Ashruf, Jesse F.a,b; Bruining, Hajo A.c; Ince, Cana

Current Opinion in Critical Care: October 2013 - Volume 19 - Issue 5 - p 381–386
doi: 10.1097/MCC.0b013e328364d7c8
CARDIOVASCULAR SYSTEM: Edited by Alexandre Mebazaa

Purpose of review The ultimate goal of therapy for cardiogenic shock is to restore microcirculatory function and thereby restore the oxygen supply to sustain cellular function. Therapeutic measures mainly focus on improving pressure-derived macrocirculatory parameters. However, it is increasingly clear that to achieve significant progress in treatment, microcirculatory physiopathological mechanisms must be considered.

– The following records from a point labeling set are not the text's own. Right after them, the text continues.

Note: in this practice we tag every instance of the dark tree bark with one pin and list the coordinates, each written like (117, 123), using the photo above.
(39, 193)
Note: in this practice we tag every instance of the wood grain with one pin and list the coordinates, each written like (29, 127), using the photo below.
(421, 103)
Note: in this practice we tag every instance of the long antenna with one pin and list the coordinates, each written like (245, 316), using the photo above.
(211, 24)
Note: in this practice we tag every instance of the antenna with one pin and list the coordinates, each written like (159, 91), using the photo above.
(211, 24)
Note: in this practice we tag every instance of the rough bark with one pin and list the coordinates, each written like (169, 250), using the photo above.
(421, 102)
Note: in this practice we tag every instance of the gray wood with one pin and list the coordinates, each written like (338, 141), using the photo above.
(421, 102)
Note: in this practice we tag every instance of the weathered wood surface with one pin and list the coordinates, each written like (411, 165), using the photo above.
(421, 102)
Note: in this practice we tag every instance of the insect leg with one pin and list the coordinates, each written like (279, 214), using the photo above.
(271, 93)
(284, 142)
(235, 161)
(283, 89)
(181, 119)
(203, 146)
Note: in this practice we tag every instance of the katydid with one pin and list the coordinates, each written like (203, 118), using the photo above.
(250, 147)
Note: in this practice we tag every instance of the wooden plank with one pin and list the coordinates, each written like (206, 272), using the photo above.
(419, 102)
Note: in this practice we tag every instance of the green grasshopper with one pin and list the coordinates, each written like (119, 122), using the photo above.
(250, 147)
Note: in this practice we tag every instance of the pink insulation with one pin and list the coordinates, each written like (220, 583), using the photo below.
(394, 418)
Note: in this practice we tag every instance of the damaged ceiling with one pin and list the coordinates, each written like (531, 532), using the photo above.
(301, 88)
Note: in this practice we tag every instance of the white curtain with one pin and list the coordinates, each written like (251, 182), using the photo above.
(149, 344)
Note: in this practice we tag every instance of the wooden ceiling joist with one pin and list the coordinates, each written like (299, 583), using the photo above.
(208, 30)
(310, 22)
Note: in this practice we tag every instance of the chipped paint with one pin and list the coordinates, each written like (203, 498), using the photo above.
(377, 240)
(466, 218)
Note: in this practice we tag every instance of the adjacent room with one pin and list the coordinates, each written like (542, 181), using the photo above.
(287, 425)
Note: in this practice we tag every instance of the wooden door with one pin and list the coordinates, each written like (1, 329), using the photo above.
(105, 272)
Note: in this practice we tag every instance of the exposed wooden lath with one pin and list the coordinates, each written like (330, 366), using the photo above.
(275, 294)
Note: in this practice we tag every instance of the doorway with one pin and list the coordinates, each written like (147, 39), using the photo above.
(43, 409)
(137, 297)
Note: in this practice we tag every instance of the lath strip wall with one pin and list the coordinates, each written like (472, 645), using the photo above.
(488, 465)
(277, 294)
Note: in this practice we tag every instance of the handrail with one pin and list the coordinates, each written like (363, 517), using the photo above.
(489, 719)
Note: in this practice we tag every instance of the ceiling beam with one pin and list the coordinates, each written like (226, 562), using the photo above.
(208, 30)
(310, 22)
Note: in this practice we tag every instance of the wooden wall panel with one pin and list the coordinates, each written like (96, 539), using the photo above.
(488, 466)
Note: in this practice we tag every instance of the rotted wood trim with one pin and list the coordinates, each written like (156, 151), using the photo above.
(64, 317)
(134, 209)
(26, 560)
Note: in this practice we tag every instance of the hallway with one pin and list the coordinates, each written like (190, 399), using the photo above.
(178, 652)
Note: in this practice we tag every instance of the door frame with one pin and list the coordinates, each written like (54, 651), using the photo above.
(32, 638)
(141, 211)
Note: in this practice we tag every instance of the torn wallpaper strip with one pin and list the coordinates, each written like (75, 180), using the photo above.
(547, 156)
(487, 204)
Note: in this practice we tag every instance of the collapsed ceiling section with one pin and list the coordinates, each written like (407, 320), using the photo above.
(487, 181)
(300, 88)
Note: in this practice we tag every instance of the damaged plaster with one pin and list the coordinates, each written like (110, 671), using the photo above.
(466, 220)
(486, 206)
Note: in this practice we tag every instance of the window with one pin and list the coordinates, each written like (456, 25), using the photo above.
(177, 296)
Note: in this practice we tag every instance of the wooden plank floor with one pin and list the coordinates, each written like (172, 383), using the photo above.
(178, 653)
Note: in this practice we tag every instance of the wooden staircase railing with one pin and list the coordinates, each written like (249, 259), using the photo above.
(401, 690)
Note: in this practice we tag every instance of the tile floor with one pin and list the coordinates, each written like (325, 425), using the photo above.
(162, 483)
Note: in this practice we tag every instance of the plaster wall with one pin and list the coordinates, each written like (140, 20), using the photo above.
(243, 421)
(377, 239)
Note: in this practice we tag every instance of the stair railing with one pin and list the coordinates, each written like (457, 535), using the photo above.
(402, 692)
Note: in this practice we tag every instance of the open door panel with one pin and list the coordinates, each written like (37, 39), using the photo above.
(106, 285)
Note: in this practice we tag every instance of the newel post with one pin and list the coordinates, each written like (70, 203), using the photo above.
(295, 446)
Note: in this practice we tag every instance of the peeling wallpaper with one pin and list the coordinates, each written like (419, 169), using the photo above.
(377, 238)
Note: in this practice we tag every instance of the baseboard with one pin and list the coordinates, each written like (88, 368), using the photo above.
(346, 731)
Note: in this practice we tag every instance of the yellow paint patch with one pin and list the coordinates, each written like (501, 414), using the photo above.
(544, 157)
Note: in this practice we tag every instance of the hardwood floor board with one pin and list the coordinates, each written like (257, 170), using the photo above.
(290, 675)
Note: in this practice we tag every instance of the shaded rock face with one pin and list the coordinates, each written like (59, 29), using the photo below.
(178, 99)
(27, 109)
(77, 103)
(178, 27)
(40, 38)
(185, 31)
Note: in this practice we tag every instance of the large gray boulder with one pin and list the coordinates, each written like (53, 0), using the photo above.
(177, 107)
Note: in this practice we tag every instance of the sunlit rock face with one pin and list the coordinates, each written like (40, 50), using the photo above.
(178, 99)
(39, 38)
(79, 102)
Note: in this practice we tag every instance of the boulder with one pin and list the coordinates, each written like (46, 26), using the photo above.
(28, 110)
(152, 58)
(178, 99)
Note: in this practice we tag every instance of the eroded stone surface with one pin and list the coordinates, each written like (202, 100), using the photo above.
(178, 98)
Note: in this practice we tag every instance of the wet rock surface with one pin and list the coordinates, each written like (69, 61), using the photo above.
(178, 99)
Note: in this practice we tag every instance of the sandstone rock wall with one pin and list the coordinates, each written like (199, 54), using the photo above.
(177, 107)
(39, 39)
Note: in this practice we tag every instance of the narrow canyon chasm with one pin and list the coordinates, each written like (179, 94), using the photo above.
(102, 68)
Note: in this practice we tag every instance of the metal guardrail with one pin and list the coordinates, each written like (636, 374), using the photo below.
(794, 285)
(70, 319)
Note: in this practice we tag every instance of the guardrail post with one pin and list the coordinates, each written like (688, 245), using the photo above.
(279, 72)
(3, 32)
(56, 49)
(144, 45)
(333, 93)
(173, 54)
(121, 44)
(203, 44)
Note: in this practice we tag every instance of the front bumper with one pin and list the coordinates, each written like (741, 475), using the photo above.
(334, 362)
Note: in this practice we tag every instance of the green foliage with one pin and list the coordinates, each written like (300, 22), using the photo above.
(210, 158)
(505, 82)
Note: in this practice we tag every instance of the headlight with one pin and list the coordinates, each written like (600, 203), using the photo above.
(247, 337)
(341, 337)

Recent findings Microcirculatory function deteriorated during cardiogenic shock and improved after treatment. Postcardiogenic shock microcirculatory disturbances, both myocardial and peripheral, were a prognostic factor for the long-term outcome. Hypothermia, whether pharmacologically or physically induced, improved postresuscitation myocardial and cerebral function, an effect associated with improved postresuscitation microcirculation. The impact of cardiogenic shock on cerebral and myocardial microcirculation could be evaluated with MRI. In severe heart failure, pharmacological interventions improved microcirculation. An assessment of the microcirculation was often performed using handheld video microscopy for direct observation of the sublingual microcirculation, which proved to be useful for evaluating the effects of interventions during cardiogenic shock. A large multicenter study on critically ill patients is now being conducted using this technique.

Summary Cardiogenic shock induces microcirculatory disorders that can be monitored and influenced in various manners, both pharmacologically and physically. In addition to global hemodynamic optimization, interventions must also ameliorate the microcirculation.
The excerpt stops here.